Have only had experience of one hand-reared foal, he was agressive, bolshy and just unpleasent to be around, in fact he was universally disliked by humans and horses alike!! He was very dangerous in the field and regularly attacked people who came in to catch their horses. Don't know what happened to him as he was thrown off the yard, but there was a collective sigh of relief when he went!! I'm sure they're not all like that though, just depends who brings them up.
 
My NF pony was hand reared and she has been the easiest pony ever, she was properly socialised with other ponies the same age so I'm sure that made a difference. But certainly very people orientated and willing to do whatever you asked her, she was a doddle to break and is now a fab childrens pony.
 
I have only met one horse who had been hand reared. He was the most bolshy, aggressive horse I had ever met. He had no idea what your personal space was and he was very difficult to train, but he was "babied" by humans. I think the best thing would be to turn them out in a herd...youngsters the same age with a few older mares, so they can play with other horses their age but also have the older mares to put them back in their place when they step out of line.
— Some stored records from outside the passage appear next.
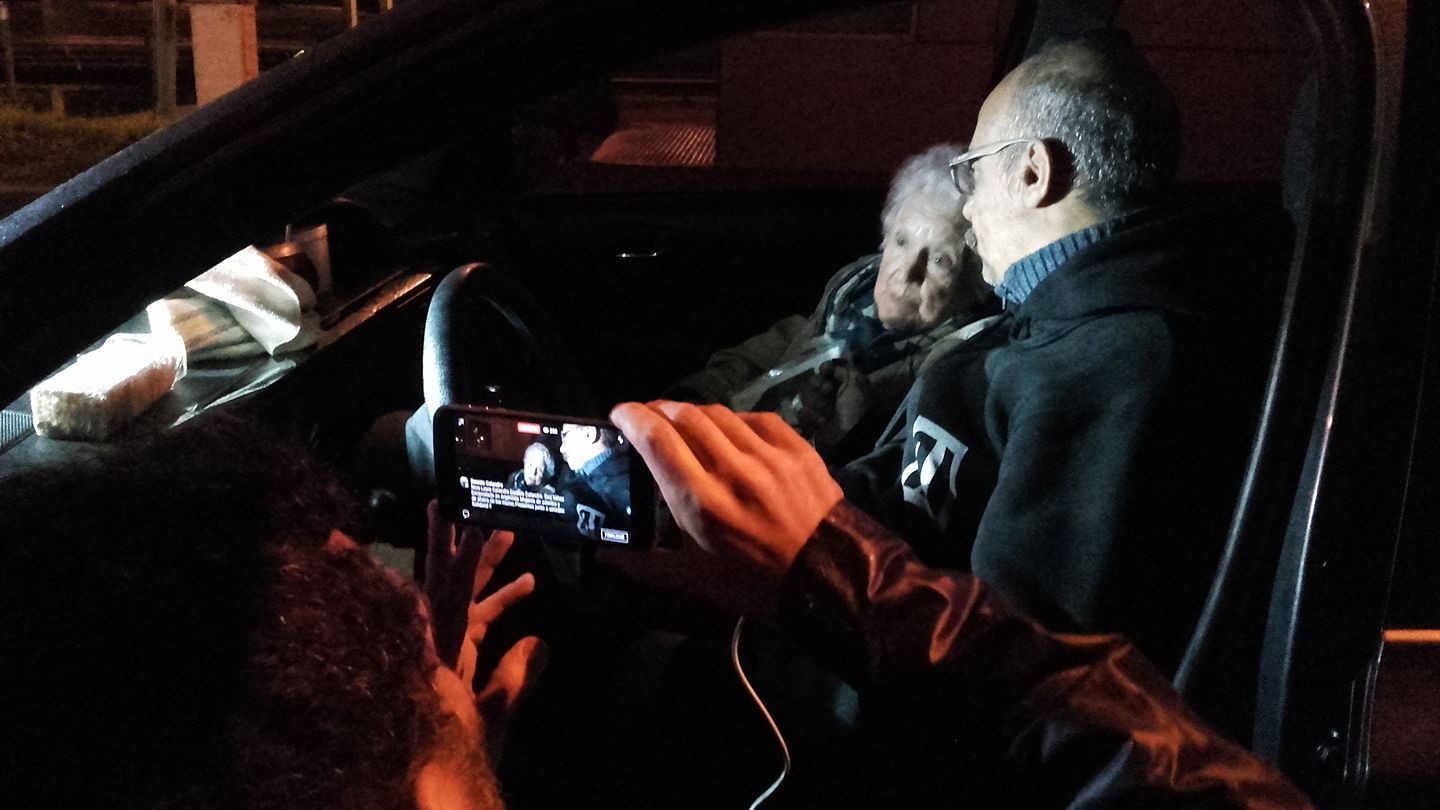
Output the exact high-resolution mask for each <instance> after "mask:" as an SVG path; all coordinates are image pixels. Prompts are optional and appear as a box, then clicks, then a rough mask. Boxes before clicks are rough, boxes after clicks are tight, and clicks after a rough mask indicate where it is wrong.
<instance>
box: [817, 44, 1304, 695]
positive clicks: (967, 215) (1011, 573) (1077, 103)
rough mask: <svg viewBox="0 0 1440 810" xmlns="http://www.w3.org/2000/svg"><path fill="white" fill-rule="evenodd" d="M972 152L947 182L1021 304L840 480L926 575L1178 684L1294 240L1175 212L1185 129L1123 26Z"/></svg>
mask: <svg viewBox="0 0 1440 810" xmlns="http://www.w3.org/2000/svg"><path fill="white" fill-rule="evenodd" d="M971 143H972V144H973V148H971V150H969V151H965V153H963V154H960V156H958V157H955V159H952V160H950V176H952V179H953V182H955V184H956V187H958V190H959V192H960V193H962V195H965V196H966V205H965V216H966V219H969V222H971V233H969V235H968V242H969V244H971V245H972V246H973V248H975V251H976V252H978V254H979V255H981V258H982V259H984V275H985V280H986V281H988V282H991V284H992V285H994V287H995V291H996V294H999V297H1001V300H1002V301H1004V307H1005V314H1004V317H1002V319H1001V320H999V321H996V323H995V324H992V326H989V327H988V329H986V330H985V333H982V334H979V336H976V337H975V339H972V340H969V342H966V344H963V346H959V347H956V349H955V350H952V352H943V353H942V352H940V350H937V352H935V353H932V357H930V360H927V363H929V365H927V368H926V369H923V370H922V373H920V378H919V380H917V383H916V386H914V388H913V389H912V392H910V395H909V396H907V399H906V402H904V405H903V406H901V409H900V412H899V414H897V415H896V419H893V422H891V427H890V428H888V431H887V434H886V437H884V438H883V440H881V442H880V444H878V445H877V450H876V451H874V453H873V454H871V455H868V457H864V458H861V460H858V461H855V463H852V464H851V466H848V467H845V468H842V470H840V471H838V473H837V479H838V480H840V483H841V484H842V487H844V489H845V491H847V494H848V496H850V497H851V499H852V500H854V502H857V503H858V504H860V506H863V507H865V509H867V510H870V512H871V513H873V515H876V516H877V517H880V519H881V520H883V522H884V523H887V525H888V526H890V528H891V529H894V530H897V532H899V533H900V535H901V536H904V538H906V539H907V540H910V542H912V543H913V545H914V548H916V549H917V551H919V552H920V555H922V556H924V558H926V559H927V561H929V562H933V564H940V565H949V566H956V568H968V569H971V571H973V572H975V574H976V575H979V577H981V578H982V579H985V581H986V582H989V584H992V585H995V587H996V588H999V589H1001V591H1004V592H1007V594H1008V595H1009V597H1011V598H1012V600H1015V601H1017V602H1018V604H1020V605H1022V607H1024V608H1025V610H1027V611H1028V613H1031V614H1032V615H1035V617H1037V618H1040V620H1041V621H1044V623H1045V624H1047V626H1050V627H1053V628H1057V630H1063V631H1106V633H1110V631H1115V633H1125V634H1128V636H1130V637H1132V638H1133V640H1135V641H1136V644H1138V646H1139V647H1140V649H1142V650H1143V651H1145V653H1146V654H1149V656H1151V657H1152V659H1153V660H1155V662H1156V663H1159V664H1161V667H1162V669H1166V670H1174V667H1175V666H1176V664H1178V662H1179V657H1181V654H1182V653H1184V650H1185V644H1187V641H1188V638H1189V634H1191V631H1192V628H1194V626H1195V620H1197V617H1198V614H1200V608H1201V605H1202V602H1204V598H1205V594H1207V589H1208V585H1210V582H1211V579H1212V575H1214V569H1215V564H1217V559H1218V555H1220V551H1221V546H1223V543H1224V539H1225V532H1227V526H1228V522H1230V517H1231V513H1233V509H1234V502H1236V497H1237V494H1238V493H1240V481H1241V474H1243V470H1244V466H1246V461H1247V457H1248V445H1250V440H1251V435H1253V427H1254V422H1256V418H1257V415H1259V409H1260V392H1261V385H1263V380H1264V370H1266V368H1267V360H1269V355H1270V346H1272V336H1273V329H1274V323H1276V314H1274V310H1273V307H1274V304H1276V303H1277V294H1276V293H1277V290H1279V284H1277V282H1279V280H1280V278H1283V259H1282V258H1280V255H1282V254H1279V252H1277V251H1270V248H1269V246H1270V245H1273V246H1274V248H1282V246H1283V245H1277V244H1276V242H1279V241H1283V239H1276V238H1274V236H1284V235H1287V233H1286V229H1284V228H1276V229H1274V231H1273V232H1267V231H1264V229H1263V223H1261V222H1259V221H1256V219H1254V218H1251V219H1250V221H1244V218H1241V216H1236V213H1237V212H1234V210H1204V209H1200V208H1198V206H1182V205H1181V203H1178V202H1176V199H1174V197H1175V195H1174V193H1172V189H1174V186H1175V174H1176V167H1178V163H1179V153H1181V143H1179V115H1178V111H1176V108H1175V105H1174V101H1172V99H1171V97H1169V94H1168V92H1166V89H1165V88H1164V85H1162V84H1161V82H1159V79H1158V78H1156V76H1155V74H1153V72H1152V71H1151V68H1149V66H1148V65H1146V63H1145V61H1143V59H1142V58H1140V56H1139V55H1138V53H1136V50H1135V49H1133V48H1132V46H1130V43H1129V40H1128V39H1126V37H1123V35H1117V33H1104V35H1090V36H1087V37H1083V39H1077V40H1070V42H1063V43H1054V45H1051V46H1048V48H1045V49H1043V50H1041V52H1040V53H1037V55H1035V56H1031V58H1030V59H1027V61H1025V62H1024V63H1021V65H1020V66H1018V68H1017V69H1015V71H1014V72H1011V74H1009V75H1008V76H1007V78H1005V79H1004V81H1002V82H1001V84H999V85H998V86H996V88H995V89H994V92H991V95H989V97H988V98H986V101H985V104H984V105H982V108H981V111H979V117H978V121H976V125H975V134H973V138H972V140H971ZM1261 246H1264V248H1261ZM897 471H899V476H897V474H896V473H897Z"/></svg>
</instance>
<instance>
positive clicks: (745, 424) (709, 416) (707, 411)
mask: <svg viewBox="0 0 1440 810" xmlns="http://www.w3.org/2000/svg"><path fill="white" fill-rule="evenodd" d="M703 411H704V414H706V417H708V418H710V421H711V422H713V424H714V427H716V428H717V430H719V431H720V432H721V434H724V437H726V440H727V441H729V442H730V444H732V445H733V447H734V448H736V450H739V451H740V453H746V454H755V453H760V451H762V450H763V448H765V441H763V440H762V438H760V437H759V435H756V432H755V430H753V428H752V427H750V425H747V424H746V422H744V419H742V418H740V417H739V415H737V414H736V412H734V411H732V409H729V408H726V406H723V405H707V406H704V408H703Z"/></svg>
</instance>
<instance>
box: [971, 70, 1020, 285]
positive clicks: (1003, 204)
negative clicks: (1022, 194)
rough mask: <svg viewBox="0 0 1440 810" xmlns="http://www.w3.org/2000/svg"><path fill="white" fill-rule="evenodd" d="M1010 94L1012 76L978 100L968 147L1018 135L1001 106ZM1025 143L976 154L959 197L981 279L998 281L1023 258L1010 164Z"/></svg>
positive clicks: (1017, 207)
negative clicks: (969, 176)
mask: <svg viewBox="0 0 1440 810" xmlns="http://www.w3.org/2000/svg"><path fill="white" fill-rule="evenodd" d="M1012 97H1014V81H1012V78H1007V79H1005V81H1002V82H1001V84H999V85H996V86H995V89H994V91H992V92H991V94H989V97H988V98H986V99H985V104H984V105H981V112H979V117H978V118H976V121H975V135H973V138H972V140H971V146H972V148H979V147H984V146H985V144H995V143H1001V141H1007V140H1011V138H1018V137H1024V133H1017V131H1014V130H1012V128H1011V127H1012V125H1011V124H1009V123H1008V120H1007V118H1008V115H1007V110H1008V107H1009V101H1011V98H1012ZM1027 148H1030V147H1028V146H1027V144H1017V146H1012V147H1008V148H1004V150H1001V151H998V153H995V154H991V156H986V157H981V159H979V160H976V161H975V163H973V164H972V169H973V172H975V192H973V193H972V195H971V196H969V199H968V200H966V202H965V218H966V219H969V221H971V229H972V232H973V236H972V241H973V248H975V251H976V252H978V254H979V257H981V259H982V261H984V264H985V270H984V272H985V281H988V282H991V284H999V282H1001V281H1004V274H1005V271H1007V270H1009V265H1012V264H1015V262H1017V261H1020V259H1021V258H1024V257H1025V255H1027V254H1028V252H1030V249H1027V248H1025V244H1027V242H1024V239H1022V236H1024V222H1025V213H1027V210H1025V208H1024V206H1022V205H1021V200H1020V196H1018V187H1017V183H1015V179H1014V177H1012V174H1014V172H1015V169H1012V166H1014V163H1012V161H1015V160H1017V159H1018V157H1021V156H1022V153H1024V150H1027Z"/></svg>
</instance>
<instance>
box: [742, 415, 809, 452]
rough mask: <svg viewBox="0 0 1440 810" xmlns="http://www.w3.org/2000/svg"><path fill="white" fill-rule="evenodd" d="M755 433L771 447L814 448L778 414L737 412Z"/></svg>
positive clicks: (789, 448) (757, 436) (779, 447)
mask: <svg viewBox="0 0 1440 810" xmlns="http://www.w3.org/2000/svg"><path fill="white" fill-rule="evenodd" d="M736 415H737V417H739V418H740V419H742V421H743V422H744V424H746V425H747V427H749V428H750V430H752V431H755V435H757V437H760V440H762V441H765V444H769V445H770V447H778V448H780V450H786V451H792V450H795V448H801V447H804V448H809V450H811V453H814V448H812V447H811V445H809V442H808V441H805V440H804V438H801V434H798V432H795V428H792V427H789V425H786V424H785V419H782V418H780V417H779V415H778V414H736Z"/></svg>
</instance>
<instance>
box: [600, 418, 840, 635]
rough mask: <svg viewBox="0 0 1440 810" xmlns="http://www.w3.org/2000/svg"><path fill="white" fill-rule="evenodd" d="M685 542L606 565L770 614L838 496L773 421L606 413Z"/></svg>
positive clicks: (826, 468)
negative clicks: (784, 578) (629, 448)
mask: <svg viewBox="0 0 1440 810" xmlns="http://www.w3.org/2000/svg"><path fill="white" fill-rule="evenodd" d="M611 419H612V421H613V422H615V424H616V425H618V427H619V428H621V430H622V431H625V435H626V437H629V438H631V441H632V442H634V445H635V450H636V451H638V453H639V454H641V457H642V458H645V461H647V466H648V467H649V470H651V473H652V476H654V477H655V484H657V487H658V489H660V491H661V494H662V496H664V500H665V503H667V504H668V507H670V512H671V513H672V515H674V519H675V523H677V525H678V526H680V529H681V530H683V532H684V533H685V536H687V539H688V540H690V542H687V543H683V545H681V548H680V549H664V548H657V549H652V551H649V552H648V553H645V555H634V556H631V558H628V559H625V558H621V555H613V553H612V555H606V561H608V562H609V564H612V565H615V568H618V569H621V571H622V572H625V574H628V575H631V577H634V578H635V579H639V581H642V582H645V584H651V585H661V587H671V588H675V589H683V591H687V592H693V594H696V595H701V597H706V598H708V600H710V601H714V602H717V604H720V605H721V607H727V608H732V610H736V611H737V613H768V611H770V610H773V607H775V602H776V600H778V597H779V588H780V581H782V579H783V578H785V574H786V572H788V571H789V568H791V565H792V564H793V561H795V556H796V555H798V553H799V551H801V548H802V546H804V545H805V542H806V540H808V539H809V536H811V535H812V533H814V532H815V528H816V526H819V522H821V520H822V519H824V517H825V515H827V513H829V510H831V509H834V507H835V504H837V503H840V500H841V499H842V497H844V494H842V493H841V490H840V484H837V483H835V480H834V479H831V476H829V471H828V470H827V468H825V463H824V461H822V460H821V457H819V455H818V454H816V453H815V450H814V448H812V447H811V445H809V444H808V442H806V441H805V440H804V438H801V435H799V434H796V432H795V431H793V430H792V428H791V427H789V425H786V424H785V422H783V421H782V419H780V418H779V417H778V415H775V414H736V412H733V411H730V409H729V408H726V406H723V405H690V404H683V402H651V404H648V405H641V404H636V402H626V404H622V405H618V406H615V409H613V411H611Z"/></svg>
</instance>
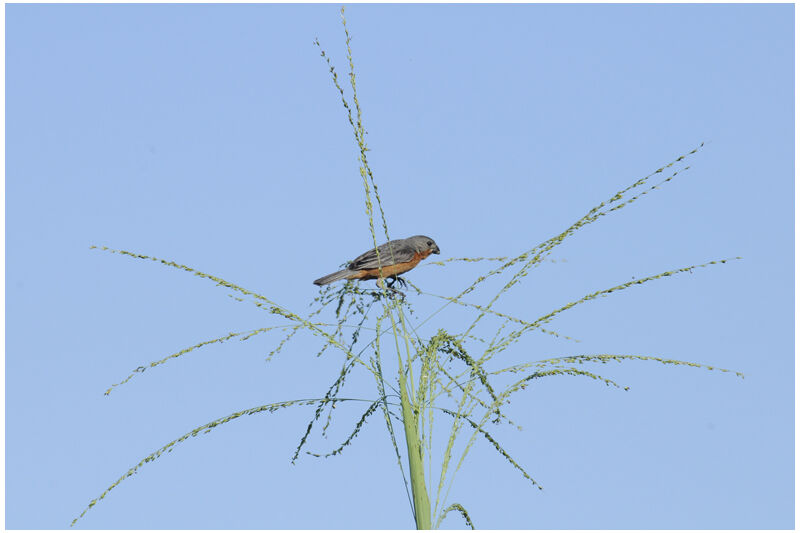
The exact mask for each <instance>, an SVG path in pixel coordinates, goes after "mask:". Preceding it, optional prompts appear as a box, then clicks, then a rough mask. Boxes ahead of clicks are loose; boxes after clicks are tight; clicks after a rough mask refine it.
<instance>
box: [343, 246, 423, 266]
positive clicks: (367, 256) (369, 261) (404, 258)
mask: <svg viewBox="0 0 800 533" xmlns="http://www.w3.org/2000/svg"><path fill="white" fill-rule="evenodd" d="M378 252H379V253H380V263H381V265H382V266H389V265H394V264H396V263H407V262H408V261H411V260H412V259H413V258H414V249H413V248H411V246H408V245H407V244H406V243H405V239H398V240H395V241H389V242H387V243H386V244H381V245H380V246H378ZM393 258H394V261H392V259H393ZM378 266H379V265H378V254H376V253H375V248H373V249H371V250H368V251H366V252H364V253H363V254H361V255H359V256H358V257H356V258H355V259H353V261H352V262H351V263H350V264H349V265H348V266H347V268H348V269H349V270H366V269H370V268H378Z"/></svg>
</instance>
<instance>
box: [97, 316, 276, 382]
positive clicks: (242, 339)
mask: <svg viewBox="0 0 800 533" xmlns="http://www.w3.org/2000/svg"><path fill="white" fill-rule="evenodd" d="M280 327H283V326H273V327H269V328H258V329H253V330H250V331H240V332H238V333H228V334H227V335H224V336H222V337H217V338H216V339H211V340H209V341H203V342H200V343H198V344H195V345H193V346H189V347H188V348H184V349H183V350H180V351H178V352H175V353H173V354H170V355H168V356H166V357H165V358H163V359H159V360H158V361H152V362H150V363H149V364H148V365H147V366H140V367H138V368H136V369H135V370H134V371H133V372H132V373H131V374H130V375H129V376H128V377H126V378H125V379H123V380H122V381H120V382H119V383H114V384H113V385H111V386H110V387H109V388H108V389H107V390H106V392H105V393H104V394H105V395H106V396H108V395H109V394H111V391H112V390H114V389H115V388H116V387H119V386H120V385H124V384H125V383H127V382H129V381H130V380H131V378H133V376H135V375H136V374H141V373H142V372H144V371H145V370H147V369H148V368H154V367H156V366H159V365H163V364H164V363H166V362H167V361H169V360H170V359H175V358H177V357H180V356H182V355H186V354H187V353H189V352H192V351H194V350H196V349H198V348H202V347H203V346H208V345H209V344H214V343H218V342H225V341H227V340H229V339H232V338H234V337H242V338H241V340H243V341H245V340H247V339H250V338H251V337H254V336H255V335H258V334H259V333H264V332H266V331H270V330H272V329H276V328H280Z"/></svg>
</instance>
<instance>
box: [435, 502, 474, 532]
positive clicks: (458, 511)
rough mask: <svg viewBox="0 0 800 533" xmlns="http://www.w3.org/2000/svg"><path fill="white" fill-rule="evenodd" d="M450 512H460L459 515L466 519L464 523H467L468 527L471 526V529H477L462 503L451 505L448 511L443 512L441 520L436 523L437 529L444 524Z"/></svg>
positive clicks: (436, 527) (446, 510) (439, 518)
mask: <svg viewBox="0 0 800 533" xmlns="http://www.w3.org/2000/svg"><path fill="white" fill-rule="evenodd" d="M450 511H458V512H459V514H461V517H462V518H463V519H464V522H466V523H467V525H468V526H469V528H470V529H475V525H474V524H473V523H472V519H471V518H470V517H469V513H468V512H467V510H466V509H464V506H463V505H461V504H460V503H454V504H451V505H450V506H449V507H448V508H447V509H445V510H444V511H442V514H441V515H440V516H439V520H438V521H437V522H436V528H437V529H438V528H439V524H441V523H442V520H444V518H445V517H446V516H447V513H449V512H450Z"/></svg>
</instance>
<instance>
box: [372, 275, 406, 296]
mask: <svg viewBox="0 0 800 533" xmlns="http://www.w3.org/2000/svg"><path fill="white" fill-rule="evenodd" d="M398 279H400V278H398V277H397V276H392V279H391V282H386V281H384V278H378V279H377V281H376V282H375V283H376V284H377V285H378V287H380V288H381V289H383V288H385V289H386V290H388V291H391V292H393V293H396V294H399V295H400V297H401V298H405V297H406V295H405V294H403V293H402V292H400V291H398V290H397V289H395V288H394V284H395V281H396V280H398ZM401 281H402V284H403V285H405V281H403V280H401Z"/></svg>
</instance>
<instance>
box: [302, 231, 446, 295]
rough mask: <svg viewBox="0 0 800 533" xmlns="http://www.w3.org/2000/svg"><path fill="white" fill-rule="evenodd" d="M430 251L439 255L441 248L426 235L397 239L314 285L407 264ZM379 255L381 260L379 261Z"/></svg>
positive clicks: (362, 256)
mask: <svg viewBox="0 0 800 533" xmlns="http://www.w3.org/2000/svg"><path fill="white" fill-rule="evenodd" d="M428 250H430V252H431V253H435V254H438V253H439V246H438V245H437V244H436V242H434V240H433V239H431V238H430V237H426V236H425V235H415V236H413V237H409V238H408V239H395V240H393V241H389V242H387V243H384V244H381V245H380V246H378V251H377V253H376V252H375V248H372V249H370V250H367V251H366V252H364V253H363V254H361V255H359V256H358V257H356V258H355V259H353V260H352V261H351V262H350V264H349V265H347V268H346V269H344V270H340V271H339V272H334V273H333V274H328V275H327V276H323V277H321V278H319V279H318V280H315V281H314V284H315V285H327V284H328V283H333V282H334V281H338V280H340V279H347V278H349V277H350V276H351V275H353V274H355V273H356V272H358V271H359V270H370V269H374V268H378V267H379V266H383V267H387V266H390V265H394V264H397V263H407V262H409V261H412V260H413V259H414V254H417V253H421V252H425V251H428ZM379 254H380V260H379V259H378V256H379Z"/></svg>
I think many hand reared horses do not get this sort of invaluable interaction.
 
It depends entirely upon how he's been brought up - a lot of orphan foals are babied and allowed to get away with a lot and don't get turned out with other mares and youngsters.
Normally a foal would be taught manners by their mom so in a mother's absence either the humans must be strict and ensure the foal has manners, or ideally, ensure the youngster is turned out with other youngsters and with a mare who has raised foals before so she can teach manners.
In considering this yearling I would be talking to the breeders about how they've raised him and go from there.